Chris Cornell si impose fin da subito come uno dei numi di questo genere musicale e di vita, un perfetto antieroe che raggiunse subito una maturità limpida, lucida e trasparente. Poi ci fu il progetto parallelo Temple of The Dog, che Cornell stesso definì supergruppo in memoria dell’amico Andrew Wood, cantante dei Mother Love Bone morto per overdose di eroina, e che comprendeva Cornell e Cameron dei Soundgarden e i futuri membri dei Pearl Jam.
In Call me a dog c’è l’anima del musicista, il suo nucleo più privato, l’afflato più nero e affilato di quasi tutta la sua produzione. La cavalcata continuò con gli Audioslave, che Cornell fondò nel 2001 con Tom Morello dei Rage Against the Machine: uno spazio da esplorare che si immerse fin da subito in praterie più melodiche e meno dure ( basta ascoltare pezzi come Be Yourself, Like A Stone, I’m the highway).
Tanti numi da piangere, e pochi punti di riferimento al giorno d’oggi
Kurt Cobain nella sua Serve The Servants, all’inizio dell’album In Utero, cantava: Teenage angst has paid off well/now I’m bore and old. La boccetta di Teen Spirit s’era esaurita e, come tante pedine scarnificate, le divinità e i padri del grunge cominciarono ad assumere tratti somatici disperatamente umani per rifugiarsi in un bozzolo di autodistruzione e buchi neri. Lo stesso buco nero che Cornell cantava e si portava in seno e che lo ha svuotato dall’interno come una stella ormai fredda e morta: Chris è stato l’unico dei numi del grunge a superare il mezzo secolo d’età, a superare la nausea, il vomito di un’epoca tanto straziante quanto significativa, è stato un antieroe che si è ritrovato a vivere al di fuori del romanzo in cui era nato.

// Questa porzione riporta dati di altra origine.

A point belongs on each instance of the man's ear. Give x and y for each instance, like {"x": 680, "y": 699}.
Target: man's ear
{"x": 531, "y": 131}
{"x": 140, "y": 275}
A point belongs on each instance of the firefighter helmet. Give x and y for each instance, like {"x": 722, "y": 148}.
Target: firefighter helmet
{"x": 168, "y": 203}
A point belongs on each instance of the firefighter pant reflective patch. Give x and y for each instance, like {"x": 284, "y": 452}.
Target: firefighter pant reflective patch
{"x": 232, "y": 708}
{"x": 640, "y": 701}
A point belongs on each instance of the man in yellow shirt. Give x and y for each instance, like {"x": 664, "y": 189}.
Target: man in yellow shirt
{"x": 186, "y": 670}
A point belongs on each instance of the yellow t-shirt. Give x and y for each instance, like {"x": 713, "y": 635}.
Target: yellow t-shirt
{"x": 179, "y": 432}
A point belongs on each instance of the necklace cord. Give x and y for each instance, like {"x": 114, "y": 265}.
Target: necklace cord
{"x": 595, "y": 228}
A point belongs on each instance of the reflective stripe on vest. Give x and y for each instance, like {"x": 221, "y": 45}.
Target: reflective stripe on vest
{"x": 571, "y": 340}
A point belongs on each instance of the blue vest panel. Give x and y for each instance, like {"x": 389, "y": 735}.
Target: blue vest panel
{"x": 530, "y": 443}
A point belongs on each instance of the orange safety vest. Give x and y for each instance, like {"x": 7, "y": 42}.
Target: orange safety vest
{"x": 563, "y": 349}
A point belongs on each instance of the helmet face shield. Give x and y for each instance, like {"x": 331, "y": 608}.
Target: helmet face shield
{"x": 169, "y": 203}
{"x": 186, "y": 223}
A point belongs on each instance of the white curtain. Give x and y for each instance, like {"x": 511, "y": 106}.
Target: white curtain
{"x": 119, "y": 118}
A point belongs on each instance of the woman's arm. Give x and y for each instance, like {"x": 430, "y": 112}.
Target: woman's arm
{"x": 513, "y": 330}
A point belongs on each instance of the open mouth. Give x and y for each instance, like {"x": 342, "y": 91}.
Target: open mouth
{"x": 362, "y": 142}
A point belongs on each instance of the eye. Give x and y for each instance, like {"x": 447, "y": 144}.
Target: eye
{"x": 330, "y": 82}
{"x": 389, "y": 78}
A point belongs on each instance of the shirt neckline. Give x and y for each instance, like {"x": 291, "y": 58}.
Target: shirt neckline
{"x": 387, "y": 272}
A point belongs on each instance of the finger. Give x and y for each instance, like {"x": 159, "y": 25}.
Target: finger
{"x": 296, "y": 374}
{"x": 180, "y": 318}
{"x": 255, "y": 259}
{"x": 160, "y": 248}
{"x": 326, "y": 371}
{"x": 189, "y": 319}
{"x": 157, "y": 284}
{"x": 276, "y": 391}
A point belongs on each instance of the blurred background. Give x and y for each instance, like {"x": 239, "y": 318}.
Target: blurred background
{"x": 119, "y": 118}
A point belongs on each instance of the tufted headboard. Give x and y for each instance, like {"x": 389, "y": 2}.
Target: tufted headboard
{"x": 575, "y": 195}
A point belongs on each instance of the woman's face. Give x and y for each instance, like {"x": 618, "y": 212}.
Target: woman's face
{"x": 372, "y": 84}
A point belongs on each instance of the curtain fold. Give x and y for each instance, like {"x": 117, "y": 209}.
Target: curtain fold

Cobain e Staley non hanno visto gli anni Duemila, sono rimasti bloccati in una lapide ai confini della memoria, hanno lasciato cadaveri giovani, gradevoli e muti per sempre nello scriteriato limbo della loro epoca. Cornell ci ha provato, sembrava essere riuscito a superare le cicatrici e le abrasioni di quella Seattle mai abbandonata o dimenticata, mai riassorbita del tutto e mai digerita.
Ma il 17 maggio ha cantato del suo buco nero per l’ultima volta. Prima di consegnare il suo ultimo respiro a una fascetta per esercizi ginnici, prima di biascicare parole insensate al telefono alla moglie Vicky e dirle di aver preso una o due pasticche in più di Atavin. Ciò che è accaduto è inspiegabile. Nessuno può affermare con certezza se sia stato o no un gesto voluto o realizzato nella piena incoscienza. Quella sera il buco nero del sole è sprofondato per sempre nell’oblio, assieme a uno degli eroi di un’epoca che non tornerà più e che rimarrà una pagina strappata in un romanzo che ha perso tutti i suoi personaggi e tutto il suo inchiostro.
Rimangono Eddie Vedder e Dave Grohl, ultimi superstiti di una fiamma che s’è consumata bruciando la sua stessa cera e provocando ferite che non si rimargineranno mai, che sanno di aroma di muschio e foreste di provincia.
Chris, dovunque tu sia noi ti perdoniamo, anche se te ne sei andato via senza avvisare.